I think it’s time for Salon.com to get a new advice columnist. The question from "Weary Traveler" ends like this:

Anyway, I have this belief that if I could somehow find a
spiritual center, then all my struggles would be so much more easily managed. I
was raised Catholic, but while I love the ritual of it, the patriarchy grates
on me, and the pope’s not too fond of gays. Hinduism, Buddhism, plain old
meditation, they all interest me, but nothing strikes me as the thing I need.
So my question is this: How do you find that centered, spiritual, warm, safe
place that makes the rest of this crazy world seem tolerable?

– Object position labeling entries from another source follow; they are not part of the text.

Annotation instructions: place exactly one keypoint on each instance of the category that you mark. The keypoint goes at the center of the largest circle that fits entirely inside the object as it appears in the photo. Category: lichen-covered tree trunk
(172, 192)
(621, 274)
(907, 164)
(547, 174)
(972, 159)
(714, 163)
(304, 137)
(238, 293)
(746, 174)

This is part of the response:

Dear Traveler,

It is good to be reminded of the existence of this place. After reading your
letter I had to go and try to find it again. Just the thought of there being a
centered, spiritual, warm, safe place is enough to cause one to seek it again.
But I couldn’t really find it just off the bat like that. I looked around and
realized that I don’t seem to have access to it right now. That may be because
I am distracted with a houseguest, or that my attention is centered on an
upcoming trip. All I can do in the moment is remember that there is indeed such
a place, or such an experience, and I, like you, have occasionally had access
to it.

As to techniques for departure and arrival: I’m not sure that if you saw the
spiritual practice you need, it would strike you as the spiritual practice you need.
You might have to find what you need by simply continuing to do the dumb stuff
you’re already doing, but trusting it more, or doing it more. You might have to
find it by not looking for what you want, by using stealth and indirection,
alert to paradox and uncertainty. Or you may find it through nothing more than
stubborn persistence — a persistence which on the outside looks like faith
though it doesn’t feel like faith.

I’m afraid this prose may sound like ersatz mumbo jumbo, as though I were
trying to impersonate a spiritual master out of the movies.

Uhhhh…..Ya.

First of all you don’t start your spiritual quest by looking for comfort. Secondly, you don’t go about your quest using "stealth and misdirection." You follow the evidence and get to the truth. That’s the bottom line

A better guide for this lost soul would be C.S. Lewis. From Mere Christianity:

Comfort is the one thing you cannot get by looking for it. If you look for truth, you may find comfort in the end: if you look for comfort you will get neither comfort or truth – only soft soap and wishful thinking to begin with, and in the end, despair.